The Web of Life (80-9) Shooting Seeds

 Shooting Seeds

Nastic movement was an early adaptation, and it has numerous variations.

Spore-producing plants, including mosses, liverworts, and ferns, propel their spores into the air via mechanical motion triggered by moisture loss. This spreads spores away from the parent plant.

Several flowering plants resort to explosive seed distribution. The conventional mode is a seedpod that is sprung against itself so that, as it dries, it gains torque stress: ready to burst at the slightest touch. The marsh geranium spreads seeds this way, as does the touch-me-not.

The squirting cucumber goes one better. Pressure builds within as its fruits mature, until an entire fruit shoots away, with seeds blasting out from the stalk end at high speed. A squirting cucumber may propel its seeds up to 13 meters.

As the squirting cucumber has self-contained seed dispersal, it most certainly does not want its fruit eaten. To that end the fruit is poisonous: loaded with a bitter, steroid-based poison: cucurbitacin.

Many flowers employ a spring-loaded mechanism to launch seeds or dust a pollinator. The flowers of legumes, such as peas, beans, and alfalfa, hold their stamens between paired petals which form a keel at the base of the flower.

The opening trigger requires just the right heft. Nothing happens if a tiny fly alights. But if a bee lands, the petals burst open. The stamens shoot upwards like an uncoiled spring, dusting the insect with pollen.

This is unpleasant to pollinators.
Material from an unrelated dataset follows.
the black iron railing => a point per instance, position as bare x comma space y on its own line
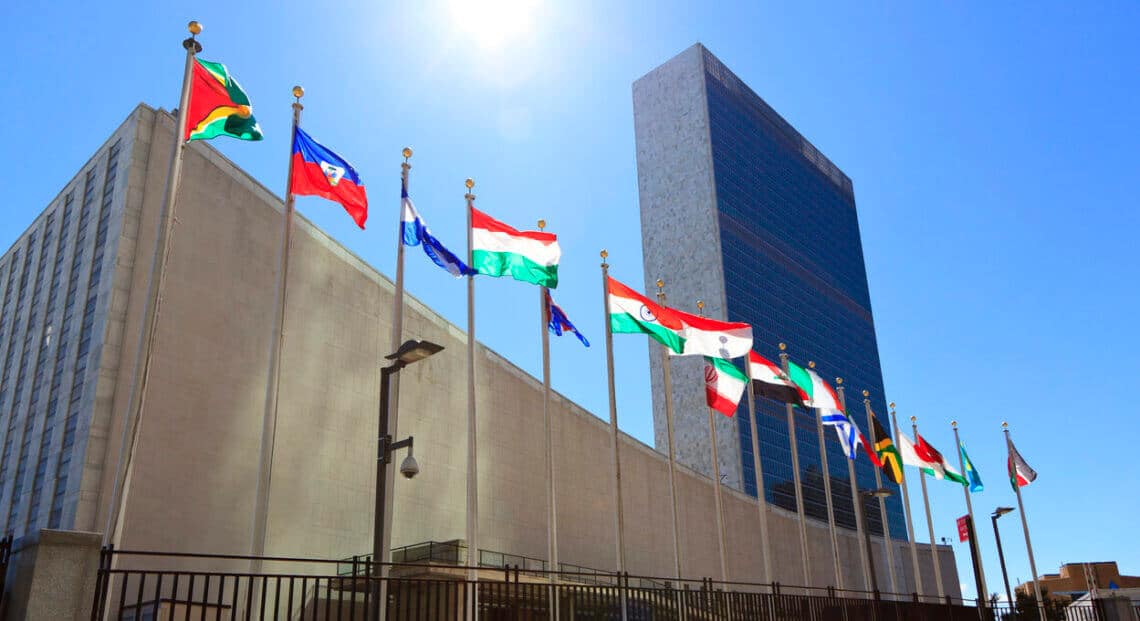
133, 586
Many bees learn to avoid the experience by alighting on the side of the flower and sipping nectar by cautiously reaching between petals.

Most mistletoe species produce sticky seeds which often adhere to birds, who scrape the seeds off when grooming. The dwarf mistletoe takes a different approach. The fruit of a dwarf mistletoe swells as the seeds within mature, until the fruit bursts, squirting seeds at 100 km/hr; fast enough to go far enough to reach a neighboring tree, thus propagating the parasite.
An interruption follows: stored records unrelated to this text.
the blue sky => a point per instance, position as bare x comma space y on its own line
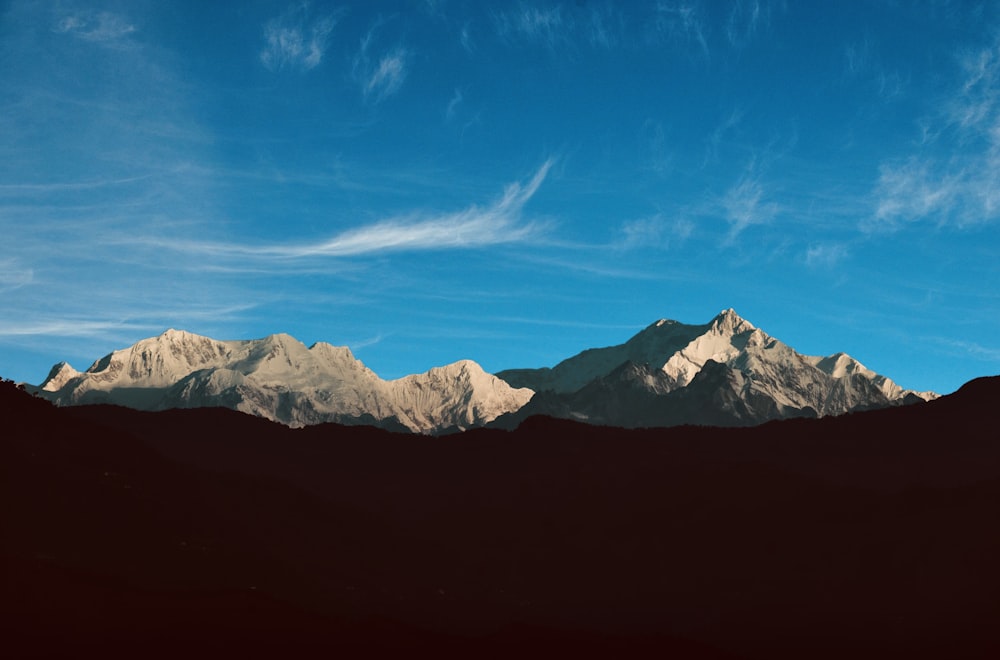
428, 181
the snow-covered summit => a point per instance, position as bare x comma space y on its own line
279, 378
767, 367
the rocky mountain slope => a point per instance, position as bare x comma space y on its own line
726, 372
279, 378
723, 373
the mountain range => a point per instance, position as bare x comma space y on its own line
723, 373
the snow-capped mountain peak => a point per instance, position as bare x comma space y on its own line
770, 376
278, 377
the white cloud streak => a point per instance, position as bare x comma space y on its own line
825, 255
380, 77
745, 18
683, 24
474, 227
294, 41
654, 232
456, 99
962, 187
745, 204
545, 26
104, 27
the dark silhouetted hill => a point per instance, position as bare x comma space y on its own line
205, 531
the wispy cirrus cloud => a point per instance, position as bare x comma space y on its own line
453, 104
105, 28
745, 19
682, 23
380, 76
546, 26
655, 232
296, 40
745, 204
13, 275
500, 222
954, 177
825, 255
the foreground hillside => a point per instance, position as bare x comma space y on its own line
206, 531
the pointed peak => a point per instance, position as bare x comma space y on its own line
729, 320
58, 376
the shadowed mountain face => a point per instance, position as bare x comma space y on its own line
207, 531
723, 373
Even some seeds respond to humidity to get where they need to go. The storksbill plant launches seeds using a spring mechanism as its fruits dry. This is but the start of moisture-based movement. Once a seed is on the ground, its spiral awns (slender bristles) coil and uncoil as humidity changes. This propels a seed across the ground until it encounters a crevice. Then its twisting movement screws the seed into the ground. A storksbill seed manages its own self-burial.